O plot parte de uma familia americana de classe média, casal com três filhos, que vê a vida virada do avesso porque a filha de 15 anos é violada por um predador sexual que conhece na Internet. E o título da distribuição portuguesa acaba mais ou menos aqui: passa-nos a ideia de que não nos devemos encontrar com estranhos que conhecemos na net, não devemos entrar no automóvel deles, não devemos aceitar lingerie de presente, não os devemos acompanhar a um hotel, principalmente se temos 15 anos e o alegado rapaz de 15 anos, que afinal tinha 20, mas não lhe tinha querido dizer que tinha na verdade 25 porque "não a queria afastar", tinha afinal 35 e esperava que "ela tivesse maturidade suficiente" para encarar a realidade, e bla-bla-a-canção-do-bandido e coiso. E não-devemos-contornar-os-conselhos-dos-mais-velhos-quendo-somos-uns-jovens-inconscientes, porque acabamos por tansformar a vida de todos - e a nossa - num inferno.
FIM.
Mas a verdade é que não. Não é o fim: é, isso sim, o início. Porque é a partir desta ocorrência que o filme começa na realidade. É a partir deste momento que as emoções começam a emaranhar-se, que se começam a criar teias de suspeição, de engano e decepção que assentam únicamente e só na confiança - e falta dela. Tal como logo à partida a ligação de Annie com Charlie era baseada numa confiança que se foi diluindo a ponto de nada mais restar de que uns fiapos a que Annie se agarra para não naufragar na evidência de ser possível tamanho 'decievement'/engano por parte de alguém que à partida tinha sido merecedor de toda a sua confiança. E esse é o início da primeira descida a pique nessa montanha russa.

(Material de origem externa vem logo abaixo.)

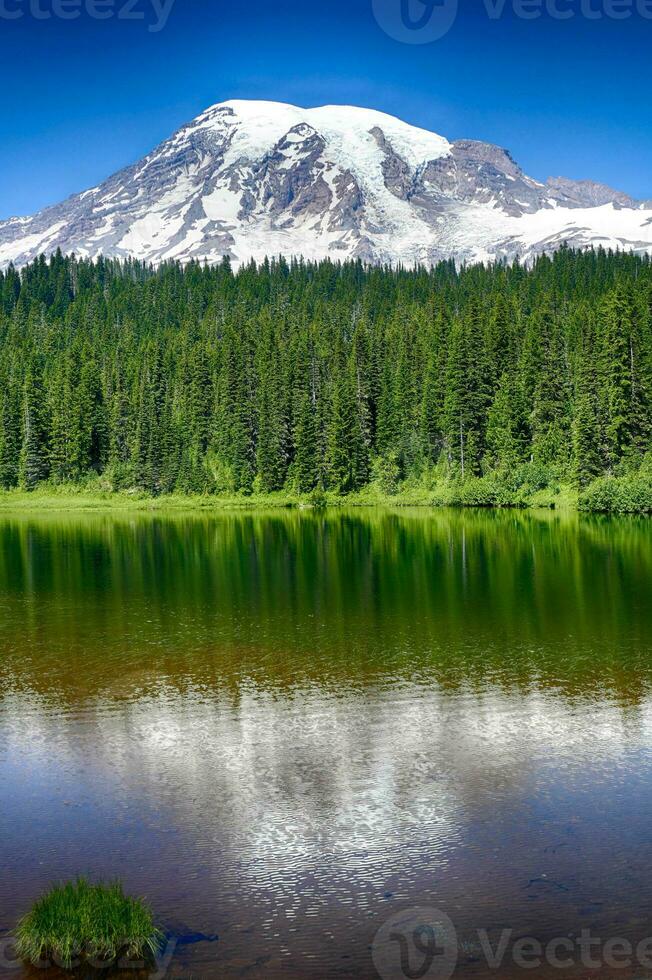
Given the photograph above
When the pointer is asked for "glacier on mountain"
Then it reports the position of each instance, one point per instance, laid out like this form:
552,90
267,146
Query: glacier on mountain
255,179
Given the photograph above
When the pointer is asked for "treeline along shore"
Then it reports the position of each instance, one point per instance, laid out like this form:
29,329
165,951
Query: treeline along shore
487,384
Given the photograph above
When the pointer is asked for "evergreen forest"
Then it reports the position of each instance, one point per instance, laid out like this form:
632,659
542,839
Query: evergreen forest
329,378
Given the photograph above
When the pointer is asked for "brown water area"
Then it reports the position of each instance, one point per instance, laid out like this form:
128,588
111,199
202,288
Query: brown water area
285,730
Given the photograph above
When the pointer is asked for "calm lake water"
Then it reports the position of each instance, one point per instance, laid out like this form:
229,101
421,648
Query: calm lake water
285,729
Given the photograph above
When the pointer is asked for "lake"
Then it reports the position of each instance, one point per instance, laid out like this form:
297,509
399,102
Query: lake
288,730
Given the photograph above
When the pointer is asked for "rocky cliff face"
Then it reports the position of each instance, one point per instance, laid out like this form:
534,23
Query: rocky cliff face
250,179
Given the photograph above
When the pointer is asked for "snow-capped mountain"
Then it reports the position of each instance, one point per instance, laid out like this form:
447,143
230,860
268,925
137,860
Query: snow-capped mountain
255,179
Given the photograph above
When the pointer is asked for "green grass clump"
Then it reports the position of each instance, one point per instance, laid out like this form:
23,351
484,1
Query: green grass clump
98,922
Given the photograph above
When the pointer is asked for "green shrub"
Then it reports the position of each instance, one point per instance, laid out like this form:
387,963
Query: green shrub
77,919
619,495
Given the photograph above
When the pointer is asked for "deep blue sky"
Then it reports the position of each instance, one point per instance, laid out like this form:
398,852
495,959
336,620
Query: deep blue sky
83,97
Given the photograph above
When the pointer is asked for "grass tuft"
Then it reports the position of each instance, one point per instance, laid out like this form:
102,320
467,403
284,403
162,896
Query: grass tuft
78,919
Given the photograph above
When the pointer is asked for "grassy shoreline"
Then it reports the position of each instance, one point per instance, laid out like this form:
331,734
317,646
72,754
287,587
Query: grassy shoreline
82,499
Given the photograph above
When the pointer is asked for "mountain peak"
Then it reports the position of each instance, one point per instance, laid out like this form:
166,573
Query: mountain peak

Quem deve então ser fiel depositário da confiança em jogo? Deverá o pai depositar inteira confiança na adolescente que "se deixou violar" por um desconhecido que conheceu na net sem que lhe tivesse ocorrido pedir ajuda? Depois de ler as trascrições roubadas ao FBI - em clara quebra de etica/sigilo/confiança, quebrando o inviolável direito à privacidade de Anna - que o fazem duvidar da integridade moral da filha? E deve esta duvida sequer existir? O mesmo pai que está demasiado ocupado com o trabalho noite dentro para escutar os desabafos da filha, "atirando-a" para 'os braços' do confidente online, a 'unica pessoa com quem a mesma pode contar' ou assim pensa. O mesmo pai que, enquanto a filha se estilhaça por dentro, se consome no ódio que reflecte no prepetrador da traição a que ele próprio a confina quando verifica o telemóvel quando esta dorme. Que esquece, em meio a este turbilhão de emoções que o consome, que o ponto principal e fulcral da estória é a filha, não o violador, é a confiança entre todos os elementos que vai sendo sistematicamente quebrada, do inicio ao final da trama. A ponto de, estando o pai em casa a filha irromper intempestivamente escada acima e este, apesar de perceber que alguém entrou, nem sequer pensar em ir verificar quem e como o tinha feito.
Um elemento que surge ao longo do filme é o alarme da habitação que é ligado todas as noites, sendo usada uma expressão como "o forte está seguro". Só que o único alarme capaz de 'segurar o forte' é a comunicação interínseca, a capacidade de empatizar com o outro, dar o passo atrás e ver 'the bigger picture'. É, tão fácil - e tão difícil - como confiar, acreditar no outro e em si mesmo.
Mais um pormenor interessante é a luz do filme. A obscuridade - do ódio, da desconfiança da dúvida - começa às tantas a dar lugar a claridade - uma claridade dolorosa já que põe a nu as verdades a que se escusam enquanto tal não se torna inevitável e incontornável.
Posso adiantar, penso que sem que necessite de deixar aqui um aviso de 'spoiler alert', que no final emerge o evidente, como gosto de pôr, os personagens confrontam-se com a sua nudez emocional. E é aqui que começa tudo: acaba o filme com a promessa de recontrução.